The phylogenetic analysis endorses that predicted by Barnett [20], noticeable because clade W. saturnus is composed of isolates with three different biochemical profiles, whereas clade C. tropicalis is composed of five different biochemical profiles (one of those C. tropicalis) and clade Geotrichum has eight different biochemical profiles. Furthermore, there were some isolates with the same biochemical profile distributed in all clades, strengthening that hypothesis.
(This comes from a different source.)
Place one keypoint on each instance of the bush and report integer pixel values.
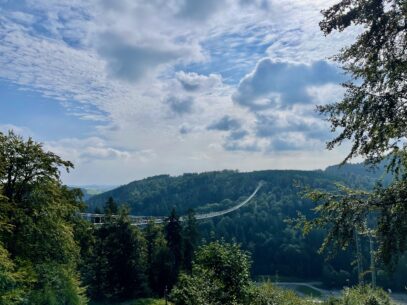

The maximum theoretical yield for xylitol production from D-xylose fermentation is 1.0 g·g−1. Despite this, as microbes produce xylitol as a compatible solute, it is excreted in osmotic stress conditions and then consumed as the medium becomes less harsh [22]; common yields range from 40% to 70% [23]. The highest yield value for microbial fermentation is reported by Granström et al. [24] for Candida sp., at 0.85 g·g−1.

With Geotrichum sp. (isolate 01) being a wild-type strain with the capability to produce xylitol like some industrial strains, it can be considered a promising xylitol-producing yeast. This is the first work to report xylitol production by wild-type yeast strains associated with beetles from the Central Amazon Rainforest.

5. Conclusion

The yeast community associated with V. transversus gut is rich in D-xylose-assimilating and xylitol-producing species, some of which present potential close to industrial strains. Geotrichum is a highly representative group in this community.

Geotrichum sp. (isolate 01) presents high xylitol yield, reaching about 50% of the maximum theoretical yield, and is a promising xylitol-producing strain.

Subsequent efforts must be concentrated on developing bioprocesses using these isolates.